Discovering Vinland

As part of my research for a historical novel about Gudrid Thorbjarnardottir, we went in search of one of the places she traveled to in the early 1,000s. It was more than intriguing.

Leif Eiriksson discovered something big around 1,000 A.D. You can still see the footprints of his longhouses at L’Anse aux Meadows on the northern tip of Newfoundland, Canada. He and his men are thought to be the first Europeans to build in North America.

But scholars argue about exactly where his Vínland is, which is puzzling. Maybe they don’t have a GPS?
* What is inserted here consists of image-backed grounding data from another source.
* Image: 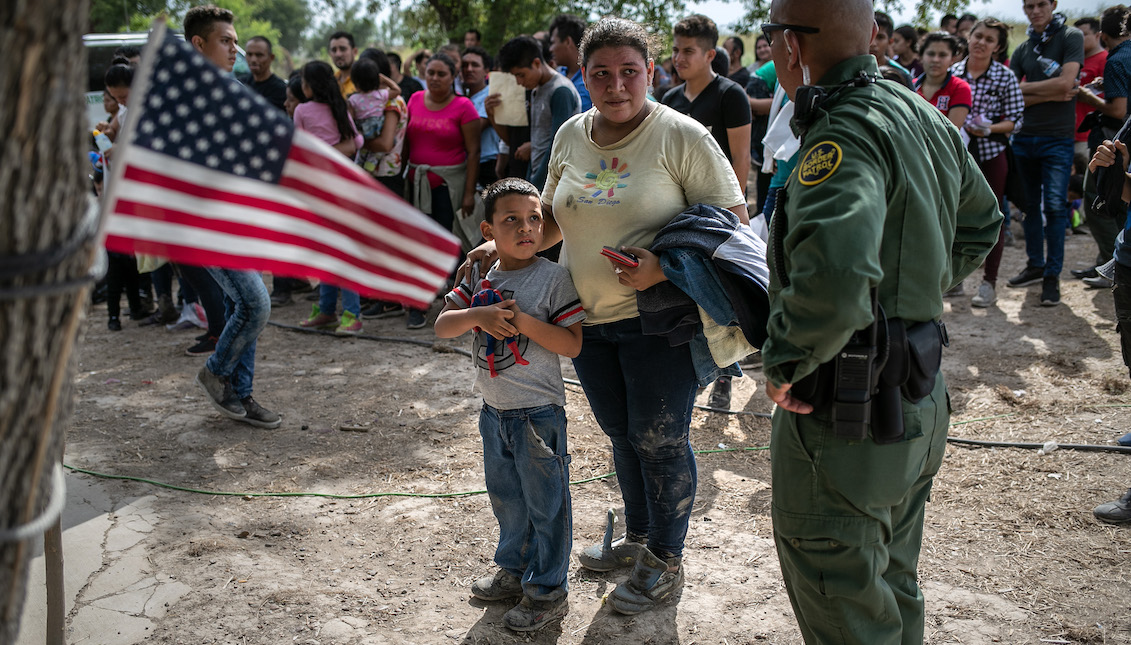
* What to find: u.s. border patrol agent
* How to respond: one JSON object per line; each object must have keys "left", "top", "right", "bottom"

{"left": 760, "top": 0, "right": 1002, "bottom": 642}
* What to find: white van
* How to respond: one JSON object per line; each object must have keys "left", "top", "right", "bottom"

{"left": 85, "top": 32, "right": 248, "bottom": 130}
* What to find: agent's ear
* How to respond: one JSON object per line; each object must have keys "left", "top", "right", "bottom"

{"left": 480, "top": 219, "right": 494, "bottom": 241}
His sod longhouse at Leifsbudir, which means Leif’s booths (tents) – his ironic name for these buildings with six foot thick walls – was at least twice the size of his father’s house in Greenland. You know his father… Eirik the Red, pioneer of Greenland. Leif obviously inherited his father’s place-naming humor. Gudrid, the m.c. of my YA novel, was Leif’s sister-in-law and went to Leifsbudir a couple of years after he did. It is easy to imagine her there. The small spindle whorl found by archeologists might actually have been hers.

Clayton Colbourne

The nearby peat bog provided the blocks of sod stacked over a framework of timber from the nearby forest, which is the same form of construction in Iceland and Greenland at the time. Clayton Colbourne, who grew up in the contemporary village of L’Anse aux Meadows and as a kid played on what were thought to be Indian mounds until archeologists arrived, helped build the reconstructions. It was laborious.

Inside, Egill Egilsson (aka Wade Hillier) played a lyre based on one from a Víking site in Sutton Hoo, then a flute with a single hole that elicited a lovely, lively melody, and lastly a small whistle made from a pig or sheep bone. He also had a wooden panpipe for use in a pinch. A local woman meanwhile did some mending by the longfire on one of the sleeping benches that lined the two long walls.


The blacksmith whose shop is next door showed the type of iron ore that the Norse dug from the nearby bog and a bar of smelted iron, a piece of which he then forged into a nail. In true Viking fashion, he did not bother with gloves while working the metal. Perhaps the Norse uncovered the ore while cutting the peat blocks they used for construction? The process of smelting the small, surprisingly lightweight, lumps of ore into useable iron involves felling lots of trees to make the charcoal that was used for firing up the forge. The paired bellows keep the temperature high enough that the blacksmith can work the purified iron into a nail or other item. Leif’s men made 100-200 nails in this way to repair an accident with one of their boats.

The views the Norse saw surrounding Leifsbudir are reminiscent of places in Iceland and Greenland, only better. There is plenty of fog, rain and high winds at times, and yes there are icebergs; this one is 175 feet tall by 600 feet long and grounded in 420 feet of water. But there was longer daylight and warmer temperatures in winter, and millions of flowers – irises, harebells, pitcher plants, baked apple (cloudberries), partridgeberries and some cotton grass. Dense forests called tuckamore grew near the shore and more mixed deciduous and evergreens further inland. Trees were and are valuable commodities. A family of gorgeously golden-red foxes lives on the stony ridge just over the encampment. Life here is difficult, but good.

Within a few days’ sail in a knörr – or in a car like ours – are some unusual phenomena Leif, Gudrid and their people would have found intriguing. Close-by at Burnt Cape there is a harsh shale covered plateau with miniscule flora and scrawny trees growing flat, horizontally espaliered by the wind. There too are frost polygons, where extreme temperature cycles have configured the shale-like stone into rings or polygons with bigger stone on the outside and small shards within, like the footprints of some dragon. Further south at Port au Choix are limestone cliffs studded with spiral fossils. South of that is a stone formation at tideline with three big arches worn into the rock whose cobble beach is paved with every imaginable pattern and color. And at Cow Head is Shallow Bay’s fine sand beach and calm water glowing at sunset, embraced within the arms of two headlands.

No moose in 1000 AD, but now they average four per square kilometer. We saw eight without trying. Frequent woodpiles and small vegetable gardens seemingly in the middle of nowhere along roadsides are contemporary, though the struggle for heat through the seven month winters and for food are timeless. Those living on “The Rock” are resourceful and self-sufficient like Leif, Gudrid, and their compatriots were.